Because you are confident that the unnecessary thing you spent it on is of durable value, and offers utility as it appreciates.
Nothing appreciates in value in deflation. In August the Washer Machine is 0.0013 Bitcoin. In October it is 0.0011 Bitcoin. If you bought in August, your washer isn't worth more in October. It isn't worth anything really. It is durable good that cost you more in August than in October.
The property I sold in Boulder County is worth several times what I sold it for 30 years ago. I knew it would appreciate when I sold it. The "unnecessary" property I bought with the proceeds of that sale has appreciated even more, but the point is that I have enjoyed it much more than I'd have enjoyed the property I sold, had I not sold it.

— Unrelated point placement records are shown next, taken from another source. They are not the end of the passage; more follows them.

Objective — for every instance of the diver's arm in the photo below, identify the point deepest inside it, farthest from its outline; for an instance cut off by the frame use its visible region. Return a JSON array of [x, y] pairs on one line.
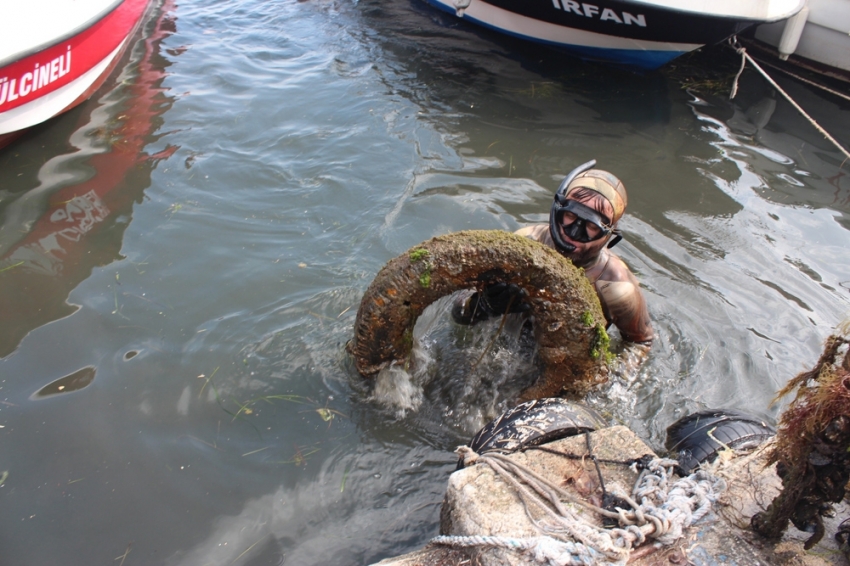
[[625, 305]]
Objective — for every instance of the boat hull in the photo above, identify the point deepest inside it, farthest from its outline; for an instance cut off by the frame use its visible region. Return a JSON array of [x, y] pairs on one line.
[[42, 84], [820, 42], [627, 33]]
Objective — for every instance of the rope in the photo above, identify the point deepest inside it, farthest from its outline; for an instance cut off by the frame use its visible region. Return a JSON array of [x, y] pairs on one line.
[[543, 549], [746, 57], [661, 508]]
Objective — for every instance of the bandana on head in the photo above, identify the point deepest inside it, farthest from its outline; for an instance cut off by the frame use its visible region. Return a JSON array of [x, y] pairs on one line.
[[606, 185]]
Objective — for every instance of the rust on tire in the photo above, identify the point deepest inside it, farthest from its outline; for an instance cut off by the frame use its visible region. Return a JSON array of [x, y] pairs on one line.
[[568, 322]]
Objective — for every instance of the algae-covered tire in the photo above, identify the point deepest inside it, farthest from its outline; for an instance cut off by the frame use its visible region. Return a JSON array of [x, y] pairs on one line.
[[699, 438], [536, 422], [568, 322]]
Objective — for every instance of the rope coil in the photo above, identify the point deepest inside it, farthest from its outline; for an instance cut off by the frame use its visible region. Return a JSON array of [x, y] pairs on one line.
[[661, 508]]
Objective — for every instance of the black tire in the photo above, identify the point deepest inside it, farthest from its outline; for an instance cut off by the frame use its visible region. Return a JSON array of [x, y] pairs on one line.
[[700, 437], [535, 422]]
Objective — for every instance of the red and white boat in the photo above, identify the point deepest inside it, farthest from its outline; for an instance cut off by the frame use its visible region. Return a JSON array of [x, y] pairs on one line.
[[55, 53]]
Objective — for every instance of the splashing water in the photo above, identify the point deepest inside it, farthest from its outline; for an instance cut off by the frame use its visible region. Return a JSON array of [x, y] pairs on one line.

This isn't relevant when talking about a broader economy when people are slowing down spending because tomorrow their holdings are worth more... or a week from now... or their holdings suddenly drop and they want to wait for it to rise up again so they can spend less to get the same thing. This is the inherent problem with volatility.

Which does make think of another problem. What is Bitcoin worth without another currency to trade it for? It is like Bitcoin usurps the regulated benefits of a standard currency, because without Euros or Dollars or Renminbi, what is the basis for the value of Bitcoin and all other digital currencies?
 
Nothing appreciates in value in deflation.
Not true; by definition MONEY is worth more.
In August the Washer Machine is 0.0013 Bitcoin.
By October it’s a USED machine, and worth LESS than it was - even less than .0011 or whatever you said.
But you got USE out of it so - money well spent.
The house it was installed in might be worth 2 bitcoin in August. By October it might be worth the same (due to appreciation) or even a little less bitcoin, but in deflation you’d be able to buy more with that ~2 bitcoin if you sold the house, than you could have in August.